Mini prawn tostadas with mango salsa
  • Makes16
  • Cook time10 minutes
  • Prep time20 minutes, + 15 minutes marinating time
Ingredients
  • 4 Coles Mexico Corn Tortillas De Maiz
  • Vegetable oil, to shallow-fry
  • 1 avocado, stoned, peeled, coarsely chopped
  • 1 tbs finely chopped coriander
  • 2 tsp lime juice
  • 16 Coles Australian Cooked Whole Tiger Prawns, peeled, deveined, halved lengthways

Mango salsa

  • 2 tbs grapefruit juice
  • 2 tbs orange juice
  • 2 tbs lime juice
  • 1 mango, stoned, peeled, finely chopped
  • 1/4 cup finely chopped red onion
  • 1/2 long red chilli, finely chopped (optional)
    Description

    Kick off your meal with Curtis’ refreshing mini prawn tostadas. Served with mango salsa, they’re a delicious addition to any menu.

    Method
    1. Step 1

      Place the tortillas on a clean work surface. Using a 6cm round cutter, cut 4 discs from each tortilla. Pour enough oil into a large non-stick frying pan to reach 1.5cm up the side of the pan. Heat over medium-high heat (when the oil is ready, an offcut of tortilla sizzles immediately). Working in batches, add tortilla discs to the pan and cook, turning as needed, for 2 mins or until golden on both sides. Transfer to a plate lined with paper towel. Sprinkle with salt.
    2. Step 2

      To make the mango salsa, in a large bowl, combine the grapefruit juice, orange juice, lime juice, mango, onion and chilli, if using. Season.

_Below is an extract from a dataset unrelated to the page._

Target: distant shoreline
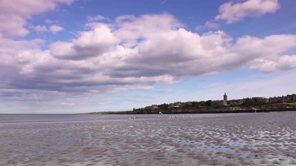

Set aside for 15 mins to develop the flavours.
    3. Step 3

      In a medium bowl, add the avocado, coriander and lime juice. Using a fork, mash until smooth and combined.
    4. Step 4

      Spoon avocado mixture over the tortilla discs and arrange on a serving platter. Divide prawns evenly among tortilla discs. Using a slotted spoon, top with mango salsa to serve.